The settlement goes back to palaeolithic times and occupies a picturesque location on rocks above a deep gorge.
The town has featured in several biblical films - King David with Richard Gere, Mel Gibson's Passion of Christ, Catherine Hardwicke's The Nativity Story, Timur Bekmambetov's Ben Hur - the architecture and dramatic landscape in the gorge create the perfect backdrop.
Matera declined in influence under the Greeks, and was destroyed by the Franks in 867, but it was rebuilt in the early c11th under the rule of Byzantium. An interesting fact for us was that during the c6th followers of Saint Basil, the Bishop of Caesarea and Cappadocia arrived in Matera fleeing from iconoclastic persecutions. They bought with them Greek religious rites and a community life that revolved around living in underground caves in a very similar manner to their previous existence in Cappadocia, Asia Minor, now Turkey.
The town consists of an attractive upper district and the silent lower Sassi (cave) district where people once occupied dwellings scooped out of the soft rock. Some of 130 rock churches were eventually occupied during the c15th by local people. Even up until the 1960s families of 8 or 10 together with their animals were still living in cave homes without any sanitation.
In his memoire 'Christ stopped at Eboli', Carlo Levi drew attention to the living conditions of the people of Matera, comparing the Sassi (cave) district to Dante's Inferno.
Matera has been continuously inhabited for over 9,000 years exceeded only by Aleppo and Jericho.
Four hundred years ago everyone in Matera, rich and poor, peasants and aristocrats, all lived in caves.
The rich had grand facades, fashionable porticos, and ornate doorways which led into cavernous rooms hollowed out from the rocks.
By the 18th century, the middle classes were moving out to build a new “upper” town of elegant palaces and piazzas.
The façade of one of Matera's churches, San Francesca, pays understated homage to 'Lecce Baroque'.
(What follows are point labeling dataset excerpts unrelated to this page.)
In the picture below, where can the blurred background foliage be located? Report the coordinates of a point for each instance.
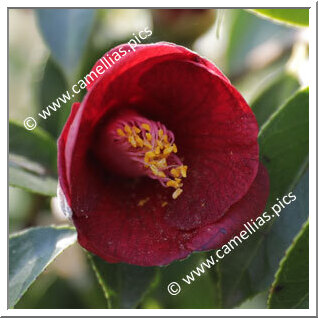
(265, 60)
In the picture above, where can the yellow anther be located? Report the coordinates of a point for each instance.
(127, 129)
(183, 170)
(136, 129)
(147, 144)
(139, 141)
(178, 180)
(157, 150)
(160, 144)
(176, 193)
(156, 172)
(162, 163)
(132, 141)
(148, 136)
(120, 132)
(145, 126)
(175, 172)
(172, 183)
(149, 155)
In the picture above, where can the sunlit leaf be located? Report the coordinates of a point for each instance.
(123, 285)
(295, 17)
(30, 252)
(66, 32)
(291, 286)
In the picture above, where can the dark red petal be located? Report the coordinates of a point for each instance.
(215, 131)
(61, 152)
(140, 238)
(142, 53)
(249, 207)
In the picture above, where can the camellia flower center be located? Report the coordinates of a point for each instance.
(134, 145)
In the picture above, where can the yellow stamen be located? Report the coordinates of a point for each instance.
(139, 141)
(172, 183)
(132, 141)
(148, 136)
(136, 129)
(161, 164)
(183, 170)
(127, 129)
(175, 172)
(157, 150)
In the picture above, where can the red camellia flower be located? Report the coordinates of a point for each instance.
(161, 158)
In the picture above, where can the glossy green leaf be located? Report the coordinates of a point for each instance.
(52, 86)
(66, 32)
(31, 180)
(36, 145)
(295, 17)
(123, 285)
(247, 33)
(273, 96)
(250, 268)
(284, 144)
(203, 293)
(291, 286)
(30, 252)
(32, 160)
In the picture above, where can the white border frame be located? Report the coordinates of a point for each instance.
(312, 162)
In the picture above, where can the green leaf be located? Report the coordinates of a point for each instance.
(250, 268)
(30, 252)
(291, 286)
(295, 17)
(203, 293)
(284, 144)
(31, 181)
(52, 86)
(32, 160)
(273, 96)
(66, 32)
(123, 285)
(247, 32)
(35, 145)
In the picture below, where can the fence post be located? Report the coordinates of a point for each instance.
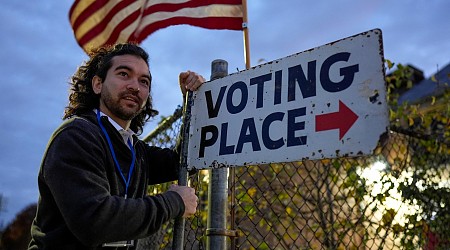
(217, 187)
(180, 223)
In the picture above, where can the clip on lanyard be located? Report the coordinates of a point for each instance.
(133, 154)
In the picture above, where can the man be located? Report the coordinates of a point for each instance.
(95, 171)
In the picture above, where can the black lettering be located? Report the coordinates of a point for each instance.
(307, 85)
(244, 97)
(204, 142)
(277, 94)
(213, 110)
(260, 80)
(347, 72)
(248, 125)
(267, 141)
(224, 149)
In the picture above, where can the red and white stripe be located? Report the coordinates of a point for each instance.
(100, 22)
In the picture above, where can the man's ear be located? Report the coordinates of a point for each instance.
(97, 84)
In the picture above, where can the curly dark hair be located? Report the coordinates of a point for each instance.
(82, 98)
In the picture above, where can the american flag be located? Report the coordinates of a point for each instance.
(101, 22)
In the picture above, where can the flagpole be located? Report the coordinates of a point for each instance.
(246, 36)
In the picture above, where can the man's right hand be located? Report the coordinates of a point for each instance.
(189, 198)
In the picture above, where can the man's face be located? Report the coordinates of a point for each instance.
(125, 90)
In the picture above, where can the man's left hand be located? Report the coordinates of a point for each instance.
(190, 81)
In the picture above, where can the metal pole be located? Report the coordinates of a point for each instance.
(178, 234)
(217, 187)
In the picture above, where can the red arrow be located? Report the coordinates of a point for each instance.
(342, 120)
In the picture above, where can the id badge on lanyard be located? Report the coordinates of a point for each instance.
(124, 243)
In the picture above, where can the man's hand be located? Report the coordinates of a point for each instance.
(189, 198)
(190, 81)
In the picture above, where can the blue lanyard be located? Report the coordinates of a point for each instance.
(133, 154)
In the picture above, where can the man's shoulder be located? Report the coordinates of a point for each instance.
(83, 122)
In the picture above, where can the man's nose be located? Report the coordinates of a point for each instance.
(133, 85)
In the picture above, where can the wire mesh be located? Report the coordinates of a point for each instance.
(343, 203)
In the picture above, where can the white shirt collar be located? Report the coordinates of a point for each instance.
(126, 134)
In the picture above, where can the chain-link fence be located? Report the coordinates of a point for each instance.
(343, 203)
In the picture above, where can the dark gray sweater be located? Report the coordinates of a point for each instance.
(82, 204)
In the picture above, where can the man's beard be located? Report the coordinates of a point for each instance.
(118, 110)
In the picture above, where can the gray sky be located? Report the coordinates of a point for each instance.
(39, 54)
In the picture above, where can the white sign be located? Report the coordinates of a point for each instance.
(326, 102)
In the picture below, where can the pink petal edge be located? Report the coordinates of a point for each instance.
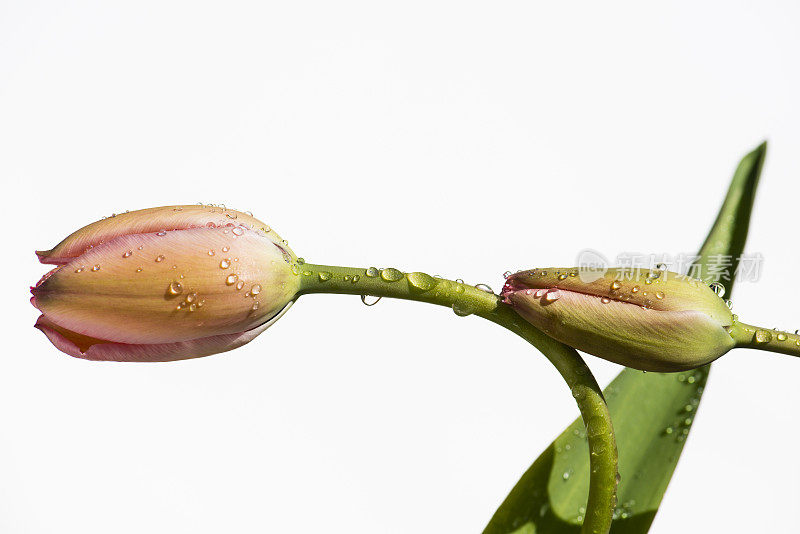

The city of Lecce - the Florence of the south, gives its name to what is called 'Barocco leccese'. It is unlike baroque seen anywhere else being exhuberant, fun, covered in putti, flowers, symbols and lots of hiddden messages - a visit to Lecce will be forthcoming
As the day draws to a close, and we drive onwards to our next destination, we take a final look back from the far side of the gorge to Matera's cathedral - a splendid c13th Apulian Romanesque style building dedicated to the Madonna della Bruna and St. Eustace.